Sin embargo, mientras la fracción belicista el partido se refugiaba en un incómodo silencio, la respuesta de sus hasta entonces aliados los socialistas revolucionarios de izquierda no fue la misma. Los eseristas denunciaron la traición bolchevique y rompieron con éstos, expresando su total oposición al acuerdo de paz. En marzo, después de la ratificación del tratado, se retiraron del Consejo de Comisarios del Pueblo, aunque todavía permanecieron durante algún tiempo en el resto de los departamentos el gobierno y en los órganos ejecutivos de los soviets.

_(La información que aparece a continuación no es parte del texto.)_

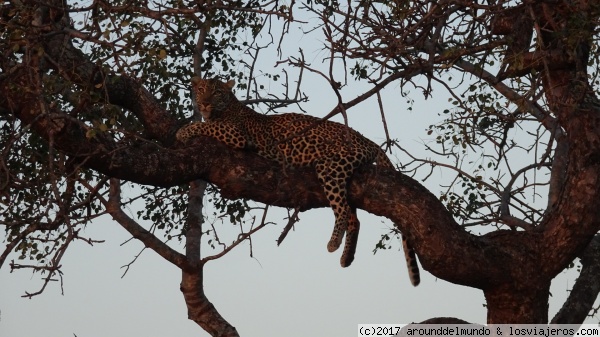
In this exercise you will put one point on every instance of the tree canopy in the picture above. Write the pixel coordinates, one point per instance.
(92, 93)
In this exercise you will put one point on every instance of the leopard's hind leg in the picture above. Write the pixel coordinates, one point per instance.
(351, 240)
(334, 182)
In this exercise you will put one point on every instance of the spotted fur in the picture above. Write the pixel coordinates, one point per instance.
(334, 150)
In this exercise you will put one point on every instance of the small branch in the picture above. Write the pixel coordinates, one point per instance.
(293, 219)
(585, 290)
(113, 207)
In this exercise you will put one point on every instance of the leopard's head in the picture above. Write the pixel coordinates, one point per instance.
(213, 96)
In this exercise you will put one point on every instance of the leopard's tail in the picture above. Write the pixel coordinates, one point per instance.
(411, 262)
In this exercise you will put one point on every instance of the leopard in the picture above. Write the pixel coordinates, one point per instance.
(334, 150)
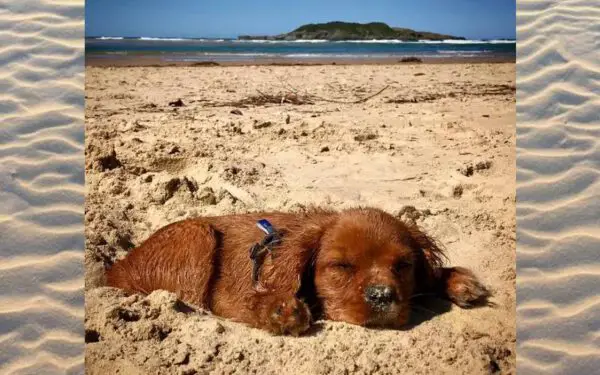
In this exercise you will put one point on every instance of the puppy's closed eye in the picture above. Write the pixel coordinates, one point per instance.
(402, 265)
(342, 266)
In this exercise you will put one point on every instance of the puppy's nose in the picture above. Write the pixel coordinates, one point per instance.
(379, 295)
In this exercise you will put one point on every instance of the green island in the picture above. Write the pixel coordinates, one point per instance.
(339, 31)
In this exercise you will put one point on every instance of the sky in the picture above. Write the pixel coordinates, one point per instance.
(472, 19)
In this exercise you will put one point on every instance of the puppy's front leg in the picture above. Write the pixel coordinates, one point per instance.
(460, 286)
(281, 314)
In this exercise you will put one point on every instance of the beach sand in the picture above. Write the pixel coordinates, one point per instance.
(436, 146)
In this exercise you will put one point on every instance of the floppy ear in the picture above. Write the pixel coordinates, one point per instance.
(430, 257)
(286, 270)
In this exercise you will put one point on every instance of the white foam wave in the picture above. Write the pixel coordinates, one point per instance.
(468, 41)
(162, 39)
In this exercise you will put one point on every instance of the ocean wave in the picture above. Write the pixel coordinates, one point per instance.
(163, 39)
(468, 41)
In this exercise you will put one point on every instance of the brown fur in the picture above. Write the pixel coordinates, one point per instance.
(326, 258)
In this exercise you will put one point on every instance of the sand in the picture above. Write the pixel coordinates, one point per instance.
(436, 146)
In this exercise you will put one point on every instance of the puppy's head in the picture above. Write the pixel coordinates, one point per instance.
(368, 267)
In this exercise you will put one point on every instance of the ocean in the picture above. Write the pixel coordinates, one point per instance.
(233, 50)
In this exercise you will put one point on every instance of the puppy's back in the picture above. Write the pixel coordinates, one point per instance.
(179, 258)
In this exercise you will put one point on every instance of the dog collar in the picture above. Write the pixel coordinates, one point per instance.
(259, 250)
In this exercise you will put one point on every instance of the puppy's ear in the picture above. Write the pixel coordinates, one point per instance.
(430, 256)
(292, 262)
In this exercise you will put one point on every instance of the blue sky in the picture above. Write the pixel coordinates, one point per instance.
(472, 19)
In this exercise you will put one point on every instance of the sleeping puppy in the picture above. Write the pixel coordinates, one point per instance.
(361, 266)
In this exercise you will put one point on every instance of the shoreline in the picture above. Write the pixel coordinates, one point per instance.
(138, 61)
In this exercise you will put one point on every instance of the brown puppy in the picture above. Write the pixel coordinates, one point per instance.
(360, 266)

En el mes de julio, durante el V Congreso de los soviets, los socialistas revolucionarios decidieron llevar hasta sus últimas consecuencias su oposición y la ruptura con los bolcheviques. Sus dirigentes, Kamkov y Spiridovna denunciaron la traición y llamaron a una guerra de liberación. Dos días después se producía el asesinato del embajador alemán, el conde Mirbach, a manos de dos militantes eseristas, altos funcionarios de la cheka, con la esperanza de desencadenar una guerra entre Rusia y Alemania. Inmediatamente después lanzaron una insurrección contra el gobierno de los bolcheviques. Tras dos días de escaramuzas se rindieron.

Desde ese momento los bolcheviques se encontraron completamente solos en los soviets. Esa soledad, junto a la situación limite que atravesó el país en los tres años siguientes crearon las condiciones políticas idóneas que llevarían a Rusia posteriormente al surgimiento del estalinismo y a los pasajes más oscuros de su historia reciente. Los imperios centrales todavía se sostuvieron nueve meses desde la firma del tratado, hasta noviembre de 1918 y la revolución alemana iba a fracasar, dejando a la Rusia revolucionaria totalmente aislada y en el peor de los escenarios posibles.

 

Enric Mompó

 

 

(1) V. I. Lenin. O.C. (Ed. Rusa), t.XXVI pág. 218. Citado por Isaac Deutscher “El profeta armado” pág. 320.

(2) Isaac Deutscher. “El profeta armado” pág. 331.

(3) León Trotsky. “Acerca de Lenin” cap. III citado por Víctor Serge, “El año I de la Revolución Rusa, pág. 251.

(4) V. I. Lenin. O.C. t.XV. Anexo: “El CC del PCR y la paz de Brest Litovsk”, Citado por Víctor Serge. Op. Cit. pág. 247.

(5) Pierre Broué. “El Partido Bolchevique”, pág. 161.

(6) Isaac Deutscher. Op. Cit. Pág. 362.

(7) Isaac Deutscher. Op. Cit. pág. 357.